第39話
「私と南由以外の女性の二人の方からは、私がすでに話を聞いていますが、特に気になるような話はありませんでした。でも二人とも、怪しいのは潮田さんだ、と」
「暗いから?」
「そうですね……。でもただ暗いから、っていうだけじゃなくて、なんというか……。陰気? うまく言えないんですけど、なんとなくの印象でしょうか」
「女の勘、ってやつだね」
女の勘は侮れないが、他の女の子達と会話をした後の印象となると話は変わってくる。なぜかというと、自分が感じた印象が、話しているうちに他の人の印象に影響されて、上書きされてしまうことがあるからだ。
たとえば指に毛が生えていたとする。最初の印象では、自分は気にしていなかったのに、他の人が「すごい指毛だったね」と重大な事の様に話していると、いつの間にか自分の中でも強調されて、どうでもよかった指毛が重大なマイナスポイントに変わってしまったりする、というようなことがおこりがちなのだ。

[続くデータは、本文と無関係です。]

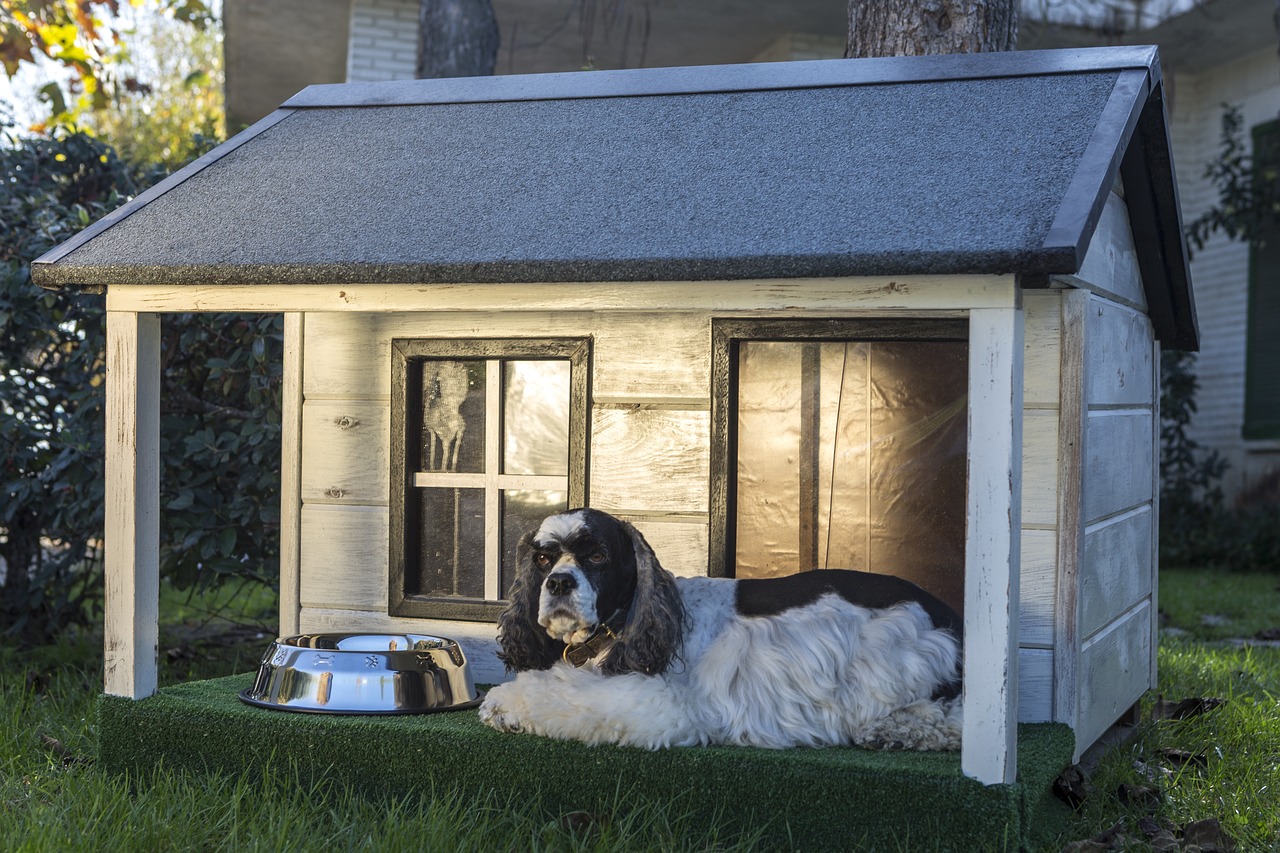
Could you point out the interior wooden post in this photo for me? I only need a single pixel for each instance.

潮田を犯人だと無意識に思いこまないようにしないと、と自分をいさめる。そもそもあの日の合コンに犯人がいるとも限らないのだ。
ふと思いついて、「あ、そうだ。南由の家の近くのコンビニで、事件があったのは知っている?」と聞いてみる。
永里はパッと顔を上げた。もぐもぐと口をせわしくなく動かしたかと思うと、ワッフルを飲み込んだ。